2026-05-04
The next Stockfish bottleneck was not raw engine speed. It was the callback shape.
The first Modal rollout had every worker POST results directly back to the
Railway web server. That worked at max_containers=100, but it meant higher
parallelism would also mean higher callback fanout into one server and one DB
writer path.
The buffered write-back slice changed only the transport. Workers still receive
claimed position keys and evaluate the same Stockfish 18, depth 18,
MultiPV 3 contract. But instead of POSTing to Railway, each worker writes a
JSON result shard into a durable Modal Volume. A separate drainer reads those
shards later and POSTs them through the existing signed Railway endpoint.

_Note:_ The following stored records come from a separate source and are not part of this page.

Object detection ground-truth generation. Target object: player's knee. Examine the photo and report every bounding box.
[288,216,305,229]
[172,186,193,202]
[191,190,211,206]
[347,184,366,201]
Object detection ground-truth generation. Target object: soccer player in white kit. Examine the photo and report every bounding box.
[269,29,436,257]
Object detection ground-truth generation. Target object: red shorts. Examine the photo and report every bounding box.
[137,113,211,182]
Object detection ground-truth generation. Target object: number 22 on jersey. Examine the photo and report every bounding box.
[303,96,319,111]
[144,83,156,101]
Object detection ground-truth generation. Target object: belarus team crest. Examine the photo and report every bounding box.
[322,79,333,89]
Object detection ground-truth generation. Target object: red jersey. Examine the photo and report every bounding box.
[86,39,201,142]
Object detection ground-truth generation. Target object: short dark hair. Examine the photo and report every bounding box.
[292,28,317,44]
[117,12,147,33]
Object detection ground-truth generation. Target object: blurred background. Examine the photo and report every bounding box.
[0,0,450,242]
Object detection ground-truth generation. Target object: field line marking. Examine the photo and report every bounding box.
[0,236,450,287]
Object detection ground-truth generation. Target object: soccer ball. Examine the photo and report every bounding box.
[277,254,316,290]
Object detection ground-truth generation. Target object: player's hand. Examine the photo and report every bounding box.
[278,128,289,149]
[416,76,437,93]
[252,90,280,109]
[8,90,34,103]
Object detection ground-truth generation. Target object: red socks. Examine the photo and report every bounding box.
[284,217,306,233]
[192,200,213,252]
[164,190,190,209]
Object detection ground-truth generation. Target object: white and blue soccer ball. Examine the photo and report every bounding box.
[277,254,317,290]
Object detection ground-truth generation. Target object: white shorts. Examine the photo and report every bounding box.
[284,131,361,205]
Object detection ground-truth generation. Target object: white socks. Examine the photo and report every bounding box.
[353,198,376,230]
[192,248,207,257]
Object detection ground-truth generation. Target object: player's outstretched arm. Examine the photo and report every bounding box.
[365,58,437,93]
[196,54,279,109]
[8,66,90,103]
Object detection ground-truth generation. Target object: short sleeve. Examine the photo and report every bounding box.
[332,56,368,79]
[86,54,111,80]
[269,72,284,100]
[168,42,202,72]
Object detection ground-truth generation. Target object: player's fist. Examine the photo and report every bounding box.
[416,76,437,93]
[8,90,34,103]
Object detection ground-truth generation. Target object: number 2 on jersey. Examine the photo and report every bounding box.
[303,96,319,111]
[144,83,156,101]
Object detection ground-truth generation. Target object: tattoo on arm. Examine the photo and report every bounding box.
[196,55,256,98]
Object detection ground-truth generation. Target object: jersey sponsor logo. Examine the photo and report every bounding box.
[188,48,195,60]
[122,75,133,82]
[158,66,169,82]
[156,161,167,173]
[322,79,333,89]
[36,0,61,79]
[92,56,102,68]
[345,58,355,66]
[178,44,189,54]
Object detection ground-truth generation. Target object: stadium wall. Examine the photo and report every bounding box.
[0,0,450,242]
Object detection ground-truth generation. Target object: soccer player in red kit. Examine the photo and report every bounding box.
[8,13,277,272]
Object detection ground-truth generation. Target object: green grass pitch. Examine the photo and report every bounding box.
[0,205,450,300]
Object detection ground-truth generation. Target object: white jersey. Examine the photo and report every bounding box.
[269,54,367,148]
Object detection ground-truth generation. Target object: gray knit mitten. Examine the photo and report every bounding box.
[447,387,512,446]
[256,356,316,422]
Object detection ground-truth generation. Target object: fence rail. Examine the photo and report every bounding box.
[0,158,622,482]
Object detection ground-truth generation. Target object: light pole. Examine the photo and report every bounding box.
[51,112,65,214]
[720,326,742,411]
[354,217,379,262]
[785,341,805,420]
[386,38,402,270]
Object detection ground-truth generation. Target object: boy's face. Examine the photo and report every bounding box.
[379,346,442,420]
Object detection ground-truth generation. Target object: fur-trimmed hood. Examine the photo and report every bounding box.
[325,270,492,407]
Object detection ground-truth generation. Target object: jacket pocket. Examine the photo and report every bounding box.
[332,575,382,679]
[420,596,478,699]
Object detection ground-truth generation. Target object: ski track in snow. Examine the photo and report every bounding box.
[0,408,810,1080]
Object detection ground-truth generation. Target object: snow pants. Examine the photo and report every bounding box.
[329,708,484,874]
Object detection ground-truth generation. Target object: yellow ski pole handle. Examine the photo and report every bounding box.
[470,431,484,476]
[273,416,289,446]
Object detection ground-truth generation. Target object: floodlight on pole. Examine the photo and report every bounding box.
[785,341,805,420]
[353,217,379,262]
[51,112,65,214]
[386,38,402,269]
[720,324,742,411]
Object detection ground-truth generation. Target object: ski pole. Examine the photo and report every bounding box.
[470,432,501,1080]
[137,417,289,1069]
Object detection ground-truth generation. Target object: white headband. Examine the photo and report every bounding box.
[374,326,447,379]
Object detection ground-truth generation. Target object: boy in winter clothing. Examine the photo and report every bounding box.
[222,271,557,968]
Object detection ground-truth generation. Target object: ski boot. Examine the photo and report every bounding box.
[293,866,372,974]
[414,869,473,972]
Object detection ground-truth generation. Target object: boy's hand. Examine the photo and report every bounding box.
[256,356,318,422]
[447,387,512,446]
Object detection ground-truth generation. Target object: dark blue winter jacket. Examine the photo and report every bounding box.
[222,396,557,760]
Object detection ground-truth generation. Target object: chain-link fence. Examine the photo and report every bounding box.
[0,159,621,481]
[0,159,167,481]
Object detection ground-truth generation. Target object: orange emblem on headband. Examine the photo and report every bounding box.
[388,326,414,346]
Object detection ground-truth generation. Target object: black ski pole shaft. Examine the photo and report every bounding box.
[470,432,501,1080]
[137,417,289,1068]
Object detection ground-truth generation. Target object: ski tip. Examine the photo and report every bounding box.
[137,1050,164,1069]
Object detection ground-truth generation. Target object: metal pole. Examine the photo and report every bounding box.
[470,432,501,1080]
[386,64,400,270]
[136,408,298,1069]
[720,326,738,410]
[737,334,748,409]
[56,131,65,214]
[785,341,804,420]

The production smoke used newly ingested Chess.com games for
chess.com:nihalsarin:
| Metric | Value |
|---|---|
| Games ingested | 10 rated blitz |
| Job | 58 |
| Claimed positions | 151 |
| Batches | 3 |
| Worker CPU | 0.25 |
| Worker cap | 100 |
| Submit wall | 79.579s |
| Worker wall sum | 186.994s |
| Shards written | 3 |
| Error shards | 0 |
| Unbuffered errors | 0 |
| Drain wall | 8.387s |
| Accepted/materialized | 151/151 |
The important check was the state between compute and drain. After workers
finished, Railway still showed the job as running, batch rows as pending, and
151 queue rows as running. That is exactly the new contract: compute can
finish without mutating the DB.
Then the drainer applied the three shards, marked them applied, and the queue
returned clean: pending=0, running=0, error=0.
This does not prove the new throughput ceiling. It proves the architecture can decouple compute burst from write-back pressure. The next question is where the wall moves when the same path runs at real scale.